Researchers from MIT’s Computer Science and Artificial Intelligence Laboratory (CSAIL) have come up with an approach to streamline the knitting process: a new system and design tool for automating knitted garments.
In one paper, a team of researchers created a system called ‘InverseKnit’ that converts photos of knitted patterns into instructions that are then used with machines to make clothing.
Even the casual users could create designs without a memory bank of coding knowledge, and most importantly, eliminate the issues of less efficiency and waste in manufacturing, MIT researchers explained.
“As far as machines and knitting go, this type of system could change accessibility for people looking to be the designers of their own items,” says Alexandre Kaspar, CSAIL Ph.D. student.
“We want to let casual users get access to machines without needed programming expertise, so they can reap the benefits of customization by making use of machine learning for design and manufacturing,” Alexandre added.
To get InverseKnit active and running, the team first created a dataset of knitting instructions, and the matching images of those patterns. Then trained their deep neural network on that data to interpret the 2-D knitting instructions from images.

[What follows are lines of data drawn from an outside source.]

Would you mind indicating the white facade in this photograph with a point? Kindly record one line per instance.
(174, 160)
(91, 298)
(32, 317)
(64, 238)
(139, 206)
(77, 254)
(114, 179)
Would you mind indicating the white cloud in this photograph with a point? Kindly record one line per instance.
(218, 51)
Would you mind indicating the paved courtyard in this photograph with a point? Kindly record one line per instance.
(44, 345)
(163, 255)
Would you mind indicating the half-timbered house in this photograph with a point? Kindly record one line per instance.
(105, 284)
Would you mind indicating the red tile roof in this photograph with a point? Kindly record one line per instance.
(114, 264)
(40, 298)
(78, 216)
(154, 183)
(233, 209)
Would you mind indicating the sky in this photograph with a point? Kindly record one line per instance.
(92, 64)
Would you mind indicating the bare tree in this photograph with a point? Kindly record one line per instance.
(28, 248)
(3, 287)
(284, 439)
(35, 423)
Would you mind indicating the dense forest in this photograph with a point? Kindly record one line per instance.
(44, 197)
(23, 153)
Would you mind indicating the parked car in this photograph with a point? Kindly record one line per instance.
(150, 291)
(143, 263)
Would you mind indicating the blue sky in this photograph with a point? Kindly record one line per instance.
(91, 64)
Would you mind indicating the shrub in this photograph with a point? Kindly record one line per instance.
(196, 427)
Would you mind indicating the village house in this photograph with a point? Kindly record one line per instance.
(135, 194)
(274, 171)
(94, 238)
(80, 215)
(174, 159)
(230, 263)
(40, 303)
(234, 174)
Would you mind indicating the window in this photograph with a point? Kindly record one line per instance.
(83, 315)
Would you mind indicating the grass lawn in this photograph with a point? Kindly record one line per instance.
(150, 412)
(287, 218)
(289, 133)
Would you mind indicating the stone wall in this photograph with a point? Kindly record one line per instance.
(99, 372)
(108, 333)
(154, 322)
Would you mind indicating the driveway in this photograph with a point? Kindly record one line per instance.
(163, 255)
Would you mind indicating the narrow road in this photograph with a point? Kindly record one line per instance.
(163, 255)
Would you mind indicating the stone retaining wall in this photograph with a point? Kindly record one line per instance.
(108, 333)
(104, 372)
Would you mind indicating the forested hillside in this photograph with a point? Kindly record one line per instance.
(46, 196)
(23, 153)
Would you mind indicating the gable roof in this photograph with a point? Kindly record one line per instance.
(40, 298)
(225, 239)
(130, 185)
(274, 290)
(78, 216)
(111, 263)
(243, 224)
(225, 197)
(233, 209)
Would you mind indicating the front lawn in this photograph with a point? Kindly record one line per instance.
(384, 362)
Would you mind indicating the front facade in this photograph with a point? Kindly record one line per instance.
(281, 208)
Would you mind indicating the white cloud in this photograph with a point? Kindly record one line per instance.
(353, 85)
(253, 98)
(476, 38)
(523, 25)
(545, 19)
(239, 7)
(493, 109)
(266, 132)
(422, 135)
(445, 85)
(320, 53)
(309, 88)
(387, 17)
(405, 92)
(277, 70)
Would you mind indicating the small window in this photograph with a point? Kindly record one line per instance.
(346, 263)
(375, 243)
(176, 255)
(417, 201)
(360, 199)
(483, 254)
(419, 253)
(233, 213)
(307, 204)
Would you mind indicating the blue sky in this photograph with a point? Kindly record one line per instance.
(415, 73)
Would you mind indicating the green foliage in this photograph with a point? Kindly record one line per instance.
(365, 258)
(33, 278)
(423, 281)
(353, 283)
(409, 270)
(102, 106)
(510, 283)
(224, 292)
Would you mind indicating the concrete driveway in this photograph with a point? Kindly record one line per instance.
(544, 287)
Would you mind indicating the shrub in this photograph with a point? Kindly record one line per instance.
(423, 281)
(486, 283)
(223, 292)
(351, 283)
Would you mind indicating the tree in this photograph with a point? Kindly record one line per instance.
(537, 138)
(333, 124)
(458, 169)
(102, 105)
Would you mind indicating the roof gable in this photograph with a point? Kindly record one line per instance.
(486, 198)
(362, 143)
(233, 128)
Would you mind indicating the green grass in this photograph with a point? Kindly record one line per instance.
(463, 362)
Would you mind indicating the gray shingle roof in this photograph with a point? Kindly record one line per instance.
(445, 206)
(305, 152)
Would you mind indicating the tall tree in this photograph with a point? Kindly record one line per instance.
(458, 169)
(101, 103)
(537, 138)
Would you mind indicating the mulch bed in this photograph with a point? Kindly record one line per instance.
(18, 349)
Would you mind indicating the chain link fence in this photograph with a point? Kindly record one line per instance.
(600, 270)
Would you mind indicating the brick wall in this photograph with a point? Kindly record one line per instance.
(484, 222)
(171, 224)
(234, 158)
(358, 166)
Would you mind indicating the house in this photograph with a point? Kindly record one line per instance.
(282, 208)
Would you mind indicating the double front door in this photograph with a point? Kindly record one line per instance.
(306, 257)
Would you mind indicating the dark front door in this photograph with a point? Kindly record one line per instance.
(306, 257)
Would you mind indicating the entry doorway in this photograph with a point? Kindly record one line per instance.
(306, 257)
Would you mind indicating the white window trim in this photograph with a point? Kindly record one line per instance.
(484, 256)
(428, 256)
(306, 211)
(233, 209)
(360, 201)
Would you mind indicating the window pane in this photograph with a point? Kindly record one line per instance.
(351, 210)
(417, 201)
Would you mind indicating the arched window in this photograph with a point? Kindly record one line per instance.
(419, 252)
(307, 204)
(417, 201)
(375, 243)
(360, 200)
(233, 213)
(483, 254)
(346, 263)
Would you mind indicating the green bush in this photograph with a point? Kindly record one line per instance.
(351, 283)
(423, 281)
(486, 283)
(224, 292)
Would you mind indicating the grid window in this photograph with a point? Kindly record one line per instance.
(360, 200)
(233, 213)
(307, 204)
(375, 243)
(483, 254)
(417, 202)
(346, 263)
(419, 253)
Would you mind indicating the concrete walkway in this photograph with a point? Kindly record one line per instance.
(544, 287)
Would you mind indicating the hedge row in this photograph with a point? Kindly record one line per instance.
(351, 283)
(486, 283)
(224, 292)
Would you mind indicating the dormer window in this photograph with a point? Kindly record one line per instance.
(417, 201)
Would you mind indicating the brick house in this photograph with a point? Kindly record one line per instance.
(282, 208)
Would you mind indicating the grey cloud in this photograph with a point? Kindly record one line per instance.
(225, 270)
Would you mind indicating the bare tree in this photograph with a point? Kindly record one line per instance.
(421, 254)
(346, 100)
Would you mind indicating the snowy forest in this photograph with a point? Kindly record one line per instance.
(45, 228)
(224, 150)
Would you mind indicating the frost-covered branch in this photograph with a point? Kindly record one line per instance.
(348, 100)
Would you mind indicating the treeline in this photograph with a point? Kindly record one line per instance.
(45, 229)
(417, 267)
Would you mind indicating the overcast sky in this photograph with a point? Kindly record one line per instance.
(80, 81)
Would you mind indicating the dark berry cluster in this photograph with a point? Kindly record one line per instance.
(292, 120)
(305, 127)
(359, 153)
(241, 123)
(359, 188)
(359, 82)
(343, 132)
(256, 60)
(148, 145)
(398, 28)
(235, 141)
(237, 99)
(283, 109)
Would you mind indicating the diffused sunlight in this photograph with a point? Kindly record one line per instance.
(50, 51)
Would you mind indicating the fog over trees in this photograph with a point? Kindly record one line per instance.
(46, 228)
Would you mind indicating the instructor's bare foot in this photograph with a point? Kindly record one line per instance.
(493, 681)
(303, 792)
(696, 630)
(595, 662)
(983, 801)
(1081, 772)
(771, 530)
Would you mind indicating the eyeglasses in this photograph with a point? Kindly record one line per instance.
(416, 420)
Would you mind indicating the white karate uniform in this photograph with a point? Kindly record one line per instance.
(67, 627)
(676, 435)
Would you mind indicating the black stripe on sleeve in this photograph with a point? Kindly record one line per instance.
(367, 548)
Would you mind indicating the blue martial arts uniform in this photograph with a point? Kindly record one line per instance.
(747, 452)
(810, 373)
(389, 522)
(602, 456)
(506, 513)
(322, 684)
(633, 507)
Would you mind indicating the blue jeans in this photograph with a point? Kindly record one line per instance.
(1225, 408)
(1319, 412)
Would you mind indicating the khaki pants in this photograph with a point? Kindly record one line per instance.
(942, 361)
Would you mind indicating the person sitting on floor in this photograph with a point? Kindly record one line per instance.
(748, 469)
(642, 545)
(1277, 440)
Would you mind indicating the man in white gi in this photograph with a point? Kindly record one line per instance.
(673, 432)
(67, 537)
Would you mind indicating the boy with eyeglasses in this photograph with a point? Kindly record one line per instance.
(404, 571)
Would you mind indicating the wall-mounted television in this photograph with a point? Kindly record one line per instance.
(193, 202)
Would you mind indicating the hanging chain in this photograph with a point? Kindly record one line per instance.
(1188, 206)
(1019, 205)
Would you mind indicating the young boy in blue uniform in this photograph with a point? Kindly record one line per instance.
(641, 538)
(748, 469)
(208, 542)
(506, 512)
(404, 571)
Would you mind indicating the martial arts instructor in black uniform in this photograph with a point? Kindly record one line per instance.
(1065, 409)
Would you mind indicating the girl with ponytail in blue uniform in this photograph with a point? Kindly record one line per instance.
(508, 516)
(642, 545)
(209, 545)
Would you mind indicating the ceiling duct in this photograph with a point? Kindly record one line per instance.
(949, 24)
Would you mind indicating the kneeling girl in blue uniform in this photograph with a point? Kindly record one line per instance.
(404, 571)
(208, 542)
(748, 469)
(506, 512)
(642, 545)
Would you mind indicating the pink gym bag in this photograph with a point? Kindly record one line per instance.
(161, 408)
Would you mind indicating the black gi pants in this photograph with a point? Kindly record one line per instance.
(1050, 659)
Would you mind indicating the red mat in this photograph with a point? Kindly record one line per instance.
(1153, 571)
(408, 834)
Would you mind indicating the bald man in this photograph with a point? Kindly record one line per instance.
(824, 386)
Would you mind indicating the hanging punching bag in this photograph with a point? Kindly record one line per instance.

When testing InverseKnit, the team found that it produced accurate instructions 94% percent of the time.
“Current state-of-the-art computer vision techniques are data-hungry, and they need many examples to model the world effectively,” says Jim McCann, assistant professor in the Carnegie Mellon Robotics Institute.
Jim McCann further added, “With InverseKnit, the team collected an immense dataset of knit samples that, for the first time, enables modern computer vision techniques to be used to recognize and parse knitting patterns.”
The team tested the usability of CADKnit by having non-expert users create patterns for their garments and adjust the size and shape. In post-test surveys, the users said they found it easy to manipulate and customize their socks or beanies, successfully fabricating multiple knitted samples.
They noted that lace patterns were tricky to design correctly and would benefit from fast realistic simulation.
However, the system is only the first step towards full garment customization. The authors found that garments with complicated interfaces between different parts – such as sweaters — didn’t work well with the design tool.
The trunk of sweaters and sleeves can be connected in various ways, and the software didn’t yet have a way of describing the whole design space for that.
Furthermore, the current system can only use one yarn for a shape, but the team hopes to improve this by introducing a stack of yarn at each stitch. To enable work with more complex patterns and larger shapes, the researchers plan to use hierarchical data structures that don’t incorporate all stitches, just the necessary ones.